# Hair sheep/goat Hybrids????



## TheSheepGirl (Sep 1, 2011)

Okay all you experts time to settle an argument for me.

A person we had talked to claims to breed what he calls a "Shoat". According to him he breeds barabados rams to dairy goat does to produce a meat hybrid. According to him they are sterile similar to a mule and they breed naturally and readily. I haven't seen pictures of these and so I'm sceptical.

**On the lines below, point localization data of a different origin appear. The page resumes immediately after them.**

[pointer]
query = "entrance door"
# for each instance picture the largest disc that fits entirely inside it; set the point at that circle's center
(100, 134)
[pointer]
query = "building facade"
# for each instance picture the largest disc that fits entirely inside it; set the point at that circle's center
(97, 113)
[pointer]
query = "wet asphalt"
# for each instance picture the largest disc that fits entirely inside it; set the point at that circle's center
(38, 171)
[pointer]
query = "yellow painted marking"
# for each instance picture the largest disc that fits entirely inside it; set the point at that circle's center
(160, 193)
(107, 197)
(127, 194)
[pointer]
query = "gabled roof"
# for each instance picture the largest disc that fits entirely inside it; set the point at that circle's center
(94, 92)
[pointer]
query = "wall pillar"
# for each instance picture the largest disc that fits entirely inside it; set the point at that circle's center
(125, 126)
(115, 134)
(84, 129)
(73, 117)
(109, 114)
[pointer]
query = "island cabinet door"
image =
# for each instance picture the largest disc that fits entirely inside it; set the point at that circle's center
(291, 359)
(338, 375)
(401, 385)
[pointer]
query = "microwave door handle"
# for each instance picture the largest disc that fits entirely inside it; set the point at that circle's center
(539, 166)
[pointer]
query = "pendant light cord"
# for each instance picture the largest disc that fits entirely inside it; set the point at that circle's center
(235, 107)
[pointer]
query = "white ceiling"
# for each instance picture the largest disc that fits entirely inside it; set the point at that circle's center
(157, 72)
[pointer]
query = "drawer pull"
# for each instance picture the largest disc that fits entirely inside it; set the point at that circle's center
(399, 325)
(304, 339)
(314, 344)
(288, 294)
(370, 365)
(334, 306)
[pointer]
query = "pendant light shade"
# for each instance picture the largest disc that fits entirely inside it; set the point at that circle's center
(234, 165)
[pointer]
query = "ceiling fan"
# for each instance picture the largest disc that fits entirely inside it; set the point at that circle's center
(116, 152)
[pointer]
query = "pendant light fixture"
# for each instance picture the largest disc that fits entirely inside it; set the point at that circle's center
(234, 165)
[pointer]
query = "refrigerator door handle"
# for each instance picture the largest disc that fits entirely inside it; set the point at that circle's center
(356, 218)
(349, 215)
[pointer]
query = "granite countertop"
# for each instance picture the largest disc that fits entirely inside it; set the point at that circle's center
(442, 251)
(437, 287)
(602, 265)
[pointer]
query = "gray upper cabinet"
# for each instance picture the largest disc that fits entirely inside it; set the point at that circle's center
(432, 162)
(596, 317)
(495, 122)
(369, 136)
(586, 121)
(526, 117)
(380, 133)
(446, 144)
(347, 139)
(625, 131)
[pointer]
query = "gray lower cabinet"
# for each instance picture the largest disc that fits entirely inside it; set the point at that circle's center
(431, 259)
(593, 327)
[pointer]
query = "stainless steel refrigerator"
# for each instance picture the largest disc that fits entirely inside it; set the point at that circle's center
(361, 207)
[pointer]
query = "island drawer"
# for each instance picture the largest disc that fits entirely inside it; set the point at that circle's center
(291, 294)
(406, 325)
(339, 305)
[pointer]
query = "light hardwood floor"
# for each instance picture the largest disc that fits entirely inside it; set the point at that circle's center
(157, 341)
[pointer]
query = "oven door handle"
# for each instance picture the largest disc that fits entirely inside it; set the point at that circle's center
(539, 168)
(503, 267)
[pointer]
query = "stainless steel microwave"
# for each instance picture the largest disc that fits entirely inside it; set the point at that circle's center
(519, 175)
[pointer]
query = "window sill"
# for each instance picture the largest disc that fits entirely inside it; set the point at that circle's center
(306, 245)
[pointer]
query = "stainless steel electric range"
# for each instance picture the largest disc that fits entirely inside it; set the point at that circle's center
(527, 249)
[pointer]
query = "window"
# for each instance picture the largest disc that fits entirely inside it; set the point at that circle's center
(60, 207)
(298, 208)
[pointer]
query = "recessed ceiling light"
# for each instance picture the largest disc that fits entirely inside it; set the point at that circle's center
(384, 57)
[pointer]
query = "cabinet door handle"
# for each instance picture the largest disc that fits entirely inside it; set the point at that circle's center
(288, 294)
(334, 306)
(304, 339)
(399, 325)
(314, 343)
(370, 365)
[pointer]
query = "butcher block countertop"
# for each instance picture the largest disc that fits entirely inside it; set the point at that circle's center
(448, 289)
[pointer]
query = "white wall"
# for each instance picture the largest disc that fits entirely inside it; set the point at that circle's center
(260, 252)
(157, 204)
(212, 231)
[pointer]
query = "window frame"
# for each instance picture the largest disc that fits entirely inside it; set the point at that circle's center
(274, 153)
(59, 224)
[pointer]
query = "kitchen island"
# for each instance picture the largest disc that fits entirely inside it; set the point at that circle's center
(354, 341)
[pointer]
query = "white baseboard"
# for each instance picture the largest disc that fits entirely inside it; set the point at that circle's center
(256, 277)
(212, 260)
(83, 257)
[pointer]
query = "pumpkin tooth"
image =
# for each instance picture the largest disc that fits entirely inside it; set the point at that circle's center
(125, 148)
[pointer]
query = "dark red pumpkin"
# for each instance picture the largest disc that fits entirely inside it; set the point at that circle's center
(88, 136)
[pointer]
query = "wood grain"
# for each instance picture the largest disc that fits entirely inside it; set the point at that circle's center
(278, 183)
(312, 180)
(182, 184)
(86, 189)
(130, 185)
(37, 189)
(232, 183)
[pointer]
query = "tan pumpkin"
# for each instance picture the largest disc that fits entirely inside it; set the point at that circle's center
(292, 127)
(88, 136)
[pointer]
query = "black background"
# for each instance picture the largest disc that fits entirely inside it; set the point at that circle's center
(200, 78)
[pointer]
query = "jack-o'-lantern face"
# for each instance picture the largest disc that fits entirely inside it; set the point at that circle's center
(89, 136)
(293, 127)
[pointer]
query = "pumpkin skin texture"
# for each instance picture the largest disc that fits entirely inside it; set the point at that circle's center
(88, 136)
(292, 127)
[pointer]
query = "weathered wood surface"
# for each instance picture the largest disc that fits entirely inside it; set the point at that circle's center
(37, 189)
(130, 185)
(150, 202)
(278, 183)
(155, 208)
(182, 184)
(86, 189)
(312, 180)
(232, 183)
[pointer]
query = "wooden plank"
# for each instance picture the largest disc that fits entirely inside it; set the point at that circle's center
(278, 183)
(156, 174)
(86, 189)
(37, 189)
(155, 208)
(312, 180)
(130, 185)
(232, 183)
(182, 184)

I feel that this is a load of balooky and Mom says it's possible to have a shoat.

Any thoughts?


----------



## elevan (Sep 1, 2011)

While it's possible (see: http://en.wikipedia.org/wiki/Sheep-goat_hybrid) I don't think that it could be done on a regular basis with any high ratio of success.


----------



## kstaven (Sep 1, 2011)

http://en.wikipedia.org/wiki/Toast_of_Botswana


----------



## manybirds (Sep 1, 2011)

TheSheepGirl said:
			
		

> Okay all you experts time to settle an argument for me.
> 
> A person we had talked to claims to breed what he calls a "Shoat". According to him he breeds barabados rams to dairy goat does to produce a meat hybrid. According to him they are sterile similar to a mule and they breed naturally and readily. I haven't seen pictures of these and so I'm sceptical.
> 
> ...


You yourself cant do it. scientists grew one but they cant tequniqly 'breed'


----------



## doxiemoxie (Sep 1, 2011)

soay goats


----------



## SheepGirl (Sep 2, 2011)

Scroll down to "The Toast of Botswana"   http://sheep101.info/famoussheep.html


----------



## Royd Wood (Sep 2, 2011)

SheepGirl said:
			
		

> Scroll down to "The Toast of Botswana"   http://sheep101.info/famoussheep.html


Known as the rapist and had his tackle removed - Perhaps we should consider that for other species 

Good link by the way


----------



## Ms. Research (Sep 3, 2011)

Royd Wood said:
			
		

> SheepGirl said:
> 
> 
> 
> ...


Great thought Royd Wood, but alas that would be too mean. 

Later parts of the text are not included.